Кинематограф не является и не может
являться инструментом пропаганды в
такой свободной стране, как США!(с)
Разумеется, даже несмотря на
трагедию в Денвере, «Темный рыцарь: Возрождение легенды» стал главной премьерой и без того богатого на очень качественные картины летнего сезона. Не будем говорить о сборах и о спорах фанатов Бэтмена — не будем (на вкус и цвет товарищей у нас нет) — все это не столь важно, ведь речь идет о главном, собственно, политическом герое всей американской массовой культуры. Именно поэтому «Возрождение легенды» стоит разобрать не с художественной, а с социальной точки зрения.
Оговоримся отдельно, для чистоты отношений: все, кто любят или не любят драйв, картинку и прочее и прочее, могут не читать этот текст — он будет посвящен смыслу картины, а главное — тому, зачем она вообще была снята (и не говорите, что ради денег, — нет, деньги тут играют далеко не первостепенную роль). Третья часть саги Кристофера Нолана, как и первые две — это месседж самому широкому кругу американских зрителей, которые уже очень скоро придут на избирательные участки, а также послание всему остальному миру. Политика в «Бэтмене» выше художественности, уж извините.
Чистое, неполитизированное искусствоНапомним, что первая часть нолановской трилогии («Бэтмен: Начало») была посвящена даже не только миллиардеру Брюсу Уэйну (Кристиан Бэйл), но и Лиге Теней, которая до боли напоминала Аль-Каиду: тогда Бэтмен победил этих самозваных террористов их же оружием. Второй фильм («Темный рыцарь»), вышедший в 2008-м, накануне выборов, прямо и недвумысленно рассказывал о том, что есть вещи, которые — для блага нации, никак иначе — стоят над законом, а также о том, что политические легенды не должны соответствовать действительности: их задача — вдохновлять горожан.

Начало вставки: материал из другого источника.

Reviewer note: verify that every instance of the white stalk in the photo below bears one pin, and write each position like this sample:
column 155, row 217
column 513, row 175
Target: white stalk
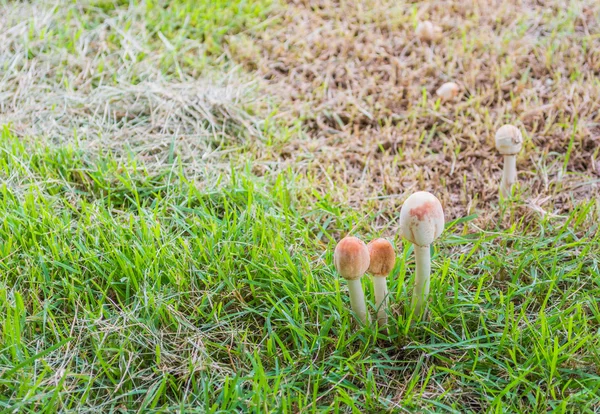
column 380, row 285
column 357, row 299
column 422, row 274
column 509, row 175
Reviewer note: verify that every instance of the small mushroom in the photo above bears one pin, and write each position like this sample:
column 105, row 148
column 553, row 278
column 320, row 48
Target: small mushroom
column 383, row 259
column 351, row 259
column 448, row 91
column 421, row 223
column 509, row 142
column 427, row 31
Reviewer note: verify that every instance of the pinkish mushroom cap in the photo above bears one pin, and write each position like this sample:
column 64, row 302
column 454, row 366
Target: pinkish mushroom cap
column 421, row 218
column 509, row 140
column 383, row 257
column 351, row 258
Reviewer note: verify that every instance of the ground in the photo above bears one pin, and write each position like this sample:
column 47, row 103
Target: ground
column 174, row 177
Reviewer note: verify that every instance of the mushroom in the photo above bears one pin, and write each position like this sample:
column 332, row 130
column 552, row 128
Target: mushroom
column 427, row 32
column 421, row 222
column 448, row 91
column 383, row 259
column 351, row 259
column 509, row 142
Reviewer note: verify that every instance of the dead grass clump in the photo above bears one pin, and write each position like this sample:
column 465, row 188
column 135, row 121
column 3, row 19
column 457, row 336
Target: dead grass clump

«Возрождение легенды» прямо продолжает эту «ястребиную» и откровенно антиобамовскую риторику. Когда выдвинутый на передний край злодей Бэйн (Том Харди) по заданию миллиардера Джона Даггета (Бен Мендельсон) устраивает переворот в далекой Африке, это считается чем-то нормальным, а когда он же по заданию все тех же людей, играющих против Уэйна, начинает наводить свои порядки в Готэме, это сразу превращает город в логово анархистов, леваков и прочей нечисти. Движение Occupy Wall Street таким образом предстает перед зрителем бомбой замедленного действия: то есть это они, мол, не за социальные права борются, а потому, что хотят уничтожить нашу финансовую и политическую системы, устроить судилища и пытать ни в чем не повинных богачей. Причем, как же просто оказывается безо всяких клоунов ввергнуть систему, празднующую победу, в хаос: легким движением руки Готэм превращается в логово новых террористов.
Бэтмен, конечно, вытянет, но страх консервативной части американских элит преподнесен так явно, что трудно сомневаться в том, насколько эти опасения серьезны. Бейн намеренно сделан не острословом и психологом-психопатом, как Джокер (Хит Леджер), а машиной убийства, патетически произносящей слова о равенстве: а вот те, кто стоят за ним, поясняет нам «Возрождение легенды», конечно, не хотят никакого равенства: их задача — или личное обогащение, или месть.
Политически фильм так однозначен, что трудно удержаться от разговора о некоторых совершенно явных недомолвках картины. В стройную нолановскую теорию победы консервативного добра над либеральным злом никак не вписываются простые горожане, которые — и это прямо следует из сцены на мосту, самой, может быть, показательной во всей ленте — являются лишь разменной пешкой в борьбе двух элит между собой. Ими — при всей риторике о спасении — готовы пожертвовать и консерваторы, и Бейн, и если марксисту-террористу это простительно, то чем, в таком случае, власти страны от него отличаются?
Тем ли, что у них есть мандат на репрессии, а у него нет? Так он за этим мандатом и пришел, с какой это стати ему нельзя? Неужели из-за маски с трубками?